Most helpful comment

There is a better sync procedure that does not involve downtime of the cluster as a whole, but you need to switch to the other master.

Node A is the one holding the most up to date data, node B is corrupt or simply a new node:

stop node B, remove its data and meta directories
start node B, let it sync with node A.
node A is now OUT_OF_SYNC wrt node B
switch your master service over to node B
stop node A, remove only it's meta folder
start node A, let it sync with node B
now both nodes will be SYNC again.
optional: switch master service back to node A

ghen2 on 3 Sep 2019

👍2

All 5 comments

When a node get into the OUT_OF_SYNC state, you must:

stop it
remove it's data and meta folder
restart it

Since you set those nodes as a master-master architecture, instead, you must:

stop old-server, new-server
remove the old's data and meta folder
remove the new's meta
restart the old and new.

ideawu on 29 Aug 2016

Just to sum-up the procedure, please be carefull where you remove the data from :)

First determine which node has correct/more recent data, we would call this node A.

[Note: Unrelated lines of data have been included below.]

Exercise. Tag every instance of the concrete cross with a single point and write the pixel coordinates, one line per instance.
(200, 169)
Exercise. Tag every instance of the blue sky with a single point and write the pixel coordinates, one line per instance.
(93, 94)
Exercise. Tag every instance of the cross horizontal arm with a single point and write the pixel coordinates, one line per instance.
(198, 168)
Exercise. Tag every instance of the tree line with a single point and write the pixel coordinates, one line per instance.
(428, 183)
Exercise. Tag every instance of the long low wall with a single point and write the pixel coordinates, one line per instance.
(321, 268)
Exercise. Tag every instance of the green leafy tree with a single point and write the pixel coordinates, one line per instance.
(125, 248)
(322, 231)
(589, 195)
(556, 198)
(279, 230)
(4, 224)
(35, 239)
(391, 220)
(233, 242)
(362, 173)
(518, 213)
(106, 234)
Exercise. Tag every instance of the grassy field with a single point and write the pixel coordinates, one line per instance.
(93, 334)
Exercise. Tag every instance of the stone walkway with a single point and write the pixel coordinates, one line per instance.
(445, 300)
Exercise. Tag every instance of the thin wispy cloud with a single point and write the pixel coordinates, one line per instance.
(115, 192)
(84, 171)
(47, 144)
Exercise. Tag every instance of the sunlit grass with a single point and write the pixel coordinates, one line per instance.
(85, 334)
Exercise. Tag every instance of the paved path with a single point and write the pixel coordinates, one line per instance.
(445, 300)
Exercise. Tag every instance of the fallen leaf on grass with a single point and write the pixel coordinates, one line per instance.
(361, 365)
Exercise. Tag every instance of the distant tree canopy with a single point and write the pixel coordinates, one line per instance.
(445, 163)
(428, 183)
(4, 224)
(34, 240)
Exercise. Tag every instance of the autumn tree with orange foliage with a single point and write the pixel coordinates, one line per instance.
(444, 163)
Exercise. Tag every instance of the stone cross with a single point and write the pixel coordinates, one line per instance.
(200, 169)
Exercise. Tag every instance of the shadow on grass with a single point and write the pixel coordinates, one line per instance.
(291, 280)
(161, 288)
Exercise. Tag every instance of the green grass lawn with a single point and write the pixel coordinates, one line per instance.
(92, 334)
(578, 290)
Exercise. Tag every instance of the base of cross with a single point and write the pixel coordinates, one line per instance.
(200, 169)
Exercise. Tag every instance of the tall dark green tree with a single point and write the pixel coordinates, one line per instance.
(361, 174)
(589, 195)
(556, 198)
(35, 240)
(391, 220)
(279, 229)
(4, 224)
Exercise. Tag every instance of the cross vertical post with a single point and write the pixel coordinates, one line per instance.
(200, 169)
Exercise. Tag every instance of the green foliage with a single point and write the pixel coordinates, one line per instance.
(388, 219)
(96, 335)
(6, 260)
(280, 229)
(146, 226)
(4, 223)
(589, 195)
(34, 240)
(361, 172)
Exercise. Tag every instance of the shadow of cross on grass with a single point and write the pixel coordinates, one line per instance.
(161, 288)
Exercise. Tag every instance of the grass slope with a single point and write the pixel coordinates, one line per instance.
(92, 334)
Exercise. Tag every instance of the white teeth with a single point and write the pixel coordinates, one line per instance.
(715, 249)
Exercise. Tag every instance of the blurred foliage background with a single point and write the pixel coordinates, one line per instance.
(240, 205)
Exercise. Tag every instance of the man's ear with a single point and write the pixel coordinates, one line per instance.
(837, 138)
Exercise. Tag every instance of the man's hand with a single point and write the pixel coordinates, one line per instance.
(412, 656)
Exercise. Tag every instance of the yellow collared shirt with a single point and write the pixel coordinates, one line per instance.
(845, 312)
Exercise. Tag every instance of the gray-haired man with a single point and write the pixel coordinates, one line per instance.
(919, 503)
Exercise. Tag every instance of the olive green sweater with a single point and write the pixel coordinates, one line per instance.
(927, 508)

Procedure for setting up replication:

make backup of both nodes (in case of failure, it may be helpful to recover data)
stop both nodes
delete data and meta folder on node B (example location of those folders is /data/ssdb/var)
delete meta folder on node A
start node A, and wait a moment till it rebuild meta folder
start node B
nodes are in sync when replication status read from command ssdb-cli -n info is SYNC (during synchronization state is COPY)
check log file for potential errors

sirkubax on 10 Jan 2017

👍1

Yes, making backups before any operation is a good practice.

ideawu on 13 Jan 2017

There is a better sync procedure that does not involve downtime of the cluster as a whole, but you need to switch to the other master.

Node A is the one holding the most up to date data, node B is corrupt or simply a new node:

stop node B, remove its data and meta directories
start node B, let it sync with node A.
node A is now OUT_OF_SYNC wrt node B
switch your master service over to node B
stop node A, remove only it's meta folder
start node A, let it sync with node B
now both nodes will be SYNC again.
optional: switch master service back to node A

ghen2 on 3 Sep 2019

👍2

@geert-hendrickx-be your procedure seems good, however in usable scenarios in order to scale dynamically sometimes you want to add new nodes into existing clusters. In your example, if node B is a completely new node then node A still needs to be restarted in order to allow B to sync to it, because node A needs to know B in its configuration file and this requires a restart.